The amendment to the National defence Authorization Act of 2013 was added by Sen. Dianne Feinstein (D-Calif.), but there was no similar language in the version of the bill that passed the House, and it was dumped from the final bill released Tuesday after a conference committee from both chambers worked out a unified measure.”
Although the Feinstein amendment was criticised by some of the most hardcore civil liberties advocates as inadequate, it would have at least put something in writing to prevent the abduction of US citizens by the military, without charge or trial. Why Congress does not want such a thing in writing is quite troubling… and makes little sense.
I’ve been covering NDAA off and on for the past year, and many people have told me it is a “complex, delicate” situation that is beyond the understanding of your average Joe.
I don’t actually agree with this.
Our right to a trial is enshrined quite clearly in the Bill of Rights.
And the legislation as it stands now would allow members of the government to silence critics — journalists, Wikileaks-funding millionaires, people critical of our drone strikes on children — by merely suspecting them of terrorism. With no burden of proof needed. “Terrorism,” it seems, is the new McCarthy-style buzzword to discredit and silence any political opponent.

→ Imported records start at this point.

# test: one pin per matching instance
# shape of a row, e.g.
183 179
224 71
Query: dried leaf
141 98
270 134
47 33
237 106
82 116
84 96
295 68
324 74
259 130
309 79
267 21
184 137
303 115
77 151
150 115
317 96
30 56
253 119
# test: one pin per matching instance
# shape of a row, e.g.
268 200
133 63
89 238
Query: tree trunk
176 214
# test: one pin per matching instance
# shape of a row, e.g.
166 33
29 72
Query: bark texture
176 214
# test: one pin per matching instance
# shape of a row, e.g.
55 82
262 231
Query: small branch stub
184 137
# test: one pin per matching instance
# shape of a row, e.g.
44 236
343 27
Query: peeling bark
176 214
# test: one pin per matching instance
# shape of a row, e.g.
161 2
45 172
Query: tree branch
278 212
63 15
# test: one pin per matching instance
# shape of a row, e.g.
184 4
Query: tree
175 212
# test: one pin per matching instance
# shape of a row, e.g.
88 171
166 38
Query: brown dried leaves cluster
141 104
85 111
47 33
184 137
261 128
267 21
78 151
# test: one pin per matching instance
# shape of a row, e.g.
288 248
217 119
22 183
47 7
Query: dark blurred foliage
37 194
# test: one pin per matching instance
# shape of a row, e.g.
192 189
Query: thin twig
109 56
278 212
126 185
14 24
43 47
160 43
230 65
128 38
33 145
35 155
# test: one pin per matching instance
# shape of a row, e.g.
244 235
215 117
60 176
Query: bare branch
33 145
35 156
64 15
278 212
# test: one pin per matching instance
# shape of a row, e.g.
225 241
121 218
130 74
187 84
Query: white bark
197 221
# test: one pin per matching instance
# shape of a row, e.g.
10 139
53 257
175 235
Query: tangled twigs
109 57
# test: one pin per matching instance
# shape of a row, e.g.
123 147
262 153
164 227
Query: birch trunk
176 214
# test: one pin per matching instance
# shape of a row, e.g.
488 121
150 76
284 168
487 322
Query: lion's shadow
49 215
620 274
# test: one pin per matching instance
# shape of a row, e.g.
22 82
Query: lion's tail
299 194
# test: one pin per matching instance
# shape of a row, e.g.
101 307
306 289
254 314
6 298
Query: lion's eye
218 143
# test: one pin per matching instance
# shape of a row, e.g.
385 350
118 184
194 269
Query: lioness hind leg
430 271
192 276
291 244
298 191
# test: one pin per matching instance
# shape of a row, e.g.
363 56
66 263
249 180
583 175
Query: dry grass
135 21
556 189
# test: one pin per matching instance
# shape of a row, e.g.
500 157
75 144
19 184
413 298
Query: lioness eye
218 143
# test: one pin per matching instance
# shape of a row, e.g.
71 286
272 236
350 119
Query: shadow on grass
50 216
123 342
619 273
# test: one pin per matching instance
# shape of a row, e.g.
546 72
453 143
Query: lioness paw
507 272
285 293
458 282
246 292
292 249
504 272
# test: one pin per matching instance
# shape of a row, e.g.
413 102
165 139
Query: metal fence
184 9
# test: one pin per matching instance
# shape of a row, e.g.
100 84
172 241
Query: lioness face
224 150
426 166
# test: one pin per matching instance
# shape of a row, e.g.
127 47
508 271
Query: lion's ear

As the highest rated comment on the Huffington Post article, by user AddledCentrist, put it: “In plain English that means once someone has been labelled an enemy combatant, OR the evidence used to arrest and detain them is ‘security sensitive,’ the courts and defence counsel can neither access evidence, nor challenge said detention on evidentiary grounds.
Conclusion; Habeas Corpus is no longer relevant once ‘terrorism’ has been invoked by the State. Due Process is no longer relevant as defence is universally refused access to ‘evidence’ and the courts have upheld the States interest in withholding said evidence.
In practice; The State has the power to grab any citizen off the street, detain them without hearing of probable cause indefinately and try them in secret without ever having disclosed to the defence, the evidence, sources or sealed testimony in support of such arrest, ‘trial,’ and conviction. It also perfectly and absolutely creates an infallible estoppel to appeal.
No matter how you feel about terrorism or law and order, this should send shivers down the spines of every American. If history has taught us anything, it’s that such broad ranging, unchecked power is ALWAYS abused.